The idea proposed by Chris Masterjohn and others from the Weston Price Foundation is that we need to eat dairy fat and cannot get satisfactory levels of Vitamin K with a diet heavy in green vegetables could not be further from the truth. Studies have already found that the absorption and use of Vitamin K from greens is very high. For example Dr. Booth led a study at Yale University School of Medicine to compare the absorption and use—known as bioavailability—of vitamin K from broccoli and from oil fortified with the vitamin from animal products. For 5 days each, volunteers consumed a helping of broccoli or fortified oil along with a base diet. This increased their phylloquinone intake to around 400 µg/day—five to six times the RDA. "What's really exciting," Booth says, "Is to look at the functional markers for vitamin K status. There were no differences between vitamin K from broccoli and vitamin K from oil overall.
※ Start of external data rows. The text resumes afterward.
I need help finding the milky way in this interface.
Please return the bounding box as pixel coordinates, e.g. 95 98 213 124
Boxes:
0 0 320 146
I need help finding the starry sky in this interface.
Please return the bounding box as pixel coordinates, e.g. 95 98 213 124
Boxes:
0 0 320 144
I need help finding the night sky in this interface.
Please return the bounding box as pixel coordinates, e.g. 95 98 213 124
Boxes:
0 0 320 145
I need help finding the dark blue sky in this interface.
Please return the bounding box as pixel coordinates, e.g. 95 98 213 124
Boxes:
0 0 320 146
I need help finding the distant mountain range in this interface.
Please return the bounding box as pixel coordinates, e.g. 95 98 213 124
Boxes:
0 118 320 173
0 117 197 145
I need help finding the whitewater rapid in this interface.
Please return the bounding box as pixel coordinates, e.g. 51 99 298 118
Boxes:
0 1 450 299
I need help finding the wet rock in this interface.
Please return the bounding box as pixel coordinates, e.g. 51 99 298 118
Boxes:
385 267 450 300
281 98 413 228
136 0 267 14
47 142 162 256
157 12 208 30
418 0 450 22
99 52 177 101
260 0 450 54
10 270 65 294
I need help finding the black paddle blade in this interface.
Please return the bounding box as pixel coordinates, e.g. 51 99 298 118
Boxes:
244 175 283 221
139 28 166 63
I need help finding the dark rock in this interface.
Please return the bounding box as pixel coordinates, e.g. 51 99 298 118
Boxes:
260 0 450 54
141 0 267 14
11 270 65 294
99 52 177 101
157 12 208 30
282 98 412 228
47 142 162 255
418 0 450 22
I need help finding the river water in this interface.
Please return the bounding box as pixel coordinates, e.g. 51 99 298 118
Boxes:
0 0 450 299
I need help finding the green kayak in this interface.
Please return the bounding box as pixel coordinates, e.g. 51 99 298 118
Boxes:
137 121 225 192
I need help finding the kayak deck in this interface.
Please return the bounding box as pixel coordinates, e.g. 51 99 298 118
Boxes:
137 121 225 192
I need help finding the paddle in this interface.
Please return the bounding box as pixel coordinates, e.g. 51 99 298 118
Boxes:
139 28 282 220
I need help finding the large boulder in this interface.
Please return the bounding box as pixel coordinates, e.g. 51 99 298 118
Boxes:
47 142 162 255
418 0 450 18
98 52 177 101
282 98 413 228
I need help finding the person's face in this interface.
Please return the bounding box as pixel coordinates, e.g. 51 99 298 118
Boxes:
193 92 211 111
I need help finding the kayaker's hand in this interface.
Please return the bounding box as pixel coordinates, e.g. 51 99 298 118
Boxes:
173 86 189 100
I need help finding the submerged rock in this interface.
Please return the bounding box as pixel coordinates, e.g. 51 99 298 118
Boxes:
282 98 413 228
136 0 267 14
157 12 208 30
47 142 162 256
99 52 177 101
That's good because green leafy vegetables contain so many other nutrients." And when the volunteers ate broccoli, blood levels of an important carotenoid—lutein—increased compared to when they ate the base diet only.
But always keep in mind, as these points are debated, free radicals are produced whenever you digest and metabolize food. The number of calories you consume affects your level of free radical production and all longer lived societies eat less food than Americans. Inhabitants of Okinawa and the neighboring islands of Amami consume a diet that is 20 percent lower in calories than those in the rest of Japan. Most practice a dietary philosophy known as "hara hachi bu" (eight parts out of 10), which means to eat until you are 80 percent full. Research in animals has proven the calorie restriction (CR) theory time and time again. Eat less, you live longer.
So when talking about the optimal diet, the first thing that comes to mind is the realization that the most proven technique and method of life extension is caloric restriction and we have to meet our nutritional needs, but not overeat on fat, carbohydrate and protein. Americans eat too much of all three sources of calories and we have to eat less protein, less fat and less carbohydrates; but those calories we do eat should be as nutrient rich as possible.
What makes my advice unique—aside from the delicious high-nutrient recipes and healthful eating style—is that I teach and show that low-nutrient eating leads to the desire to consume too many calories.